How long after the big bang can the first black hole appear ?

What do the current universe models predict would be allowable time for the first blackhole after the bing bang ? Here’s a 13 billion year old black holes, but does physics permit even older black holes ?

Also, if I plot the cumulative blackholes formed since big bang, versus time from big bang, will I get a straight line with a constant slope, a decay curve or a growth curve or some other curve ?

Thanks

I have no answer for you, but I gotta say that “… the bing bang …” is a great typo. In a few million years we’ll experience the walla walla ding dong.

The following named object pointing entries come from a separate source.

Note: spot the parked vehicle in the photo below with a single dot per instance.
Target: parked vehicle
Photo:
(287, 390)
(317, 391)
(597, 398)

Glad I won’t live to see it; it’ll be pretty high energy.

I think that current theories allow for some black holes to form during the big bang Primordial black hole - Wikipedia

Right, although I believe that’s purely speculative and primordial black holes haven’t actually been detected.

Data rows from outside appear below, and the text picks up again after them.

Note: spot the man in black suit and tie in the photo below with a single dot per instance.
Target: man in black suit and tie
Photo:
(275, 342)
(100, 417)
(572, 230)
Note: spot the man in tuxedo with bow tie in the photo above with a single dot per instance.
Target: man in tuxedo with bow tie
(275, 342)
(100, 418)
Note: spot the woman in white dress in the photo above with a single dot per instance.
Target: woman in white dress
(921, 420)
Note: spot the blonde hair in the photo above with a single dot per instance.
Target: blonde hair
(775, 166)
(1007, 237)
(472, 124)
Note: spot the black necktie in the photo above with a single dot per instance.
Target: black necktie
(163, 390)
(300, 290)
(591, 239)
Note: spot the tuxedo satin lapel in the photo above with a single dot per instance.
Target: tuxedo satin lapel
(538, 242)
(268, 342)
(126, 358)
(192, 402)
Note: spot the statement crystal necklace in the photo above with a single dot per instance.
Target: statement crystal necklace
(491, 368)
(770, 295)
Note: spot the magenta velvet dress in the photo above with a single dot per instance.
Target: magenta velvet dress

The OP article seems a bit inconclusive about whether it’s talking about black holes that resulted from the collapse of stars or black holes that formed in some other way, concurrently with the evolution of galaxies – and there are several theories for the formation of supermassive black holes in galaxy centers that aren’t related to stellar collapse. But it probably wouldn’t make much difference in terms of the age of the earliest possible black holes other than primordial ones, since the 700-800 million years after the Big Bang that the article talks about is in line with the age of first-generation stars that formed around that time, about 800 million years after the Big Bang. These were likely very massive and burned so fiercely that they only lasted a few million years before going supernova with the remnants collapsing to form the first black holes. Hence one of the oldest objects observed in our galaxy, HE 1523-0901 at an estimated 13.2 billion years old, is believed to actually be a second generation star.

Some cyclical cosmologies have black holes possibly surviving from a pre-big bang state, meaning they existed before the big bang. Of course this must be regarded as very speculative.

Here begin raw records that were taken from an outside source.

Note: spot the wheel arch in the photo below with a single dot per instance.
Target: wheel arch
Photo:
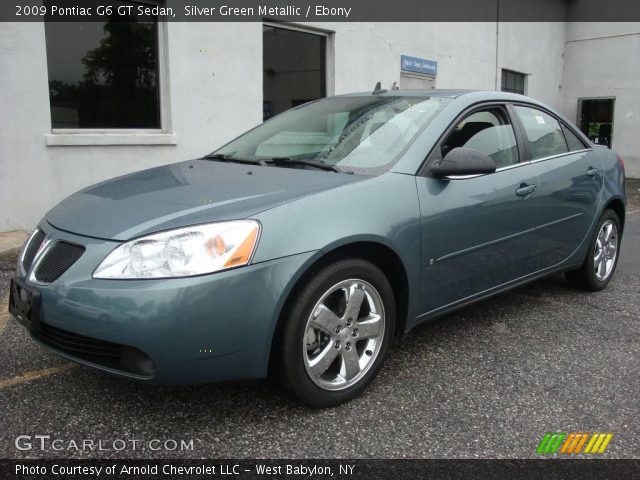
(617, 205)
(378, 253)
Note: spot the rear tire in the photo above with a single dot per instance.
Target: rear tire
(602, 257)
(337, 333)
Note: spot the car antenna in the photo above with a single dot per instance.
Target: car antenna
(378, 89)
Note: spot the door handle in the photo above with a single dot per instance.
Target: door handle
(525, 190)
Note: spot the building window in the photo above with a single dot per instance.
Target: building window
(104, 75)
(294, 68)
(513, 82)
(595, 118)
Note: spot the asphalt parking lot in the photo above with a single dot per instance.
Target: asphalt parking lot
(485, 382)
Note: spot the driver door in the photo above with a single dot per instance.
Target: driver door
(476, 230)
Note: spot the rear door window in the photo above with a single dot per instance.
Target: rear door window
(487, 131)
(543, 133)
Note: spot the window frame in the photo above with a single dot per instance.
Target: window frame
(435, 152)
(563, 126)
(127, 136)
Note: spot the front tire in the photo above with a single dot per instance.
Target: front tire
(337, 333)
(602, 256)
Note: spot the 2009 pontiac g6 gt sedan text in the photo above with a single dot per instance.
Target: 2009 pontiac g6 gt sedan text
(303, 247)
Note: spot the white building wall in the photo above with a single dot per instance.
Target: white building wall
(603, 60)
(215, 92)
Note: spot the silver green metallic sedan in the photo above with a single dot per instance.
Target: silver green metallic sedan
(305, 246)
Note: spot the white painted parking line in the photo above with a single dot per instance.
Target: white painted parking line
(4, 313)
(34, 375)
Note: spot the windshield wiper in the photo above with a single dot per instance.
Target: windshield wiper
(282, 161)
(226, 158)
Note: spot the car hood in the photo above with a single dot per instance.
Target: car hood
(186, 193)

The usual model of primordial black holes has them forming during the first few thousand years of the Universe, but other models of formation have them forming within the first nanosecond of the Universe. However the evidence for primordial black holes is currently flimsy to non-existent.

There is however ample evidence for black holes formed by stellar collapse. The first stars would’ve formed several hundred million years after the big bang (a study earlier this year put the earliest formation at a bit more than 0.5 billion years). The first stars would’ve been very massive; exactly how massive though is a matter of dispute, but massive enough so that there lifetime would be measured in the lower tens of millions of years and massive enough to form black holes. So it would be fair to say that the first black holes were formed before the Universe was 600 million years old.

It’s even plausible (though now generally disfavored, with current evidence) that the entire Universe is one big black hole. If that be the case, then the Big Bang is the formation of a black hole.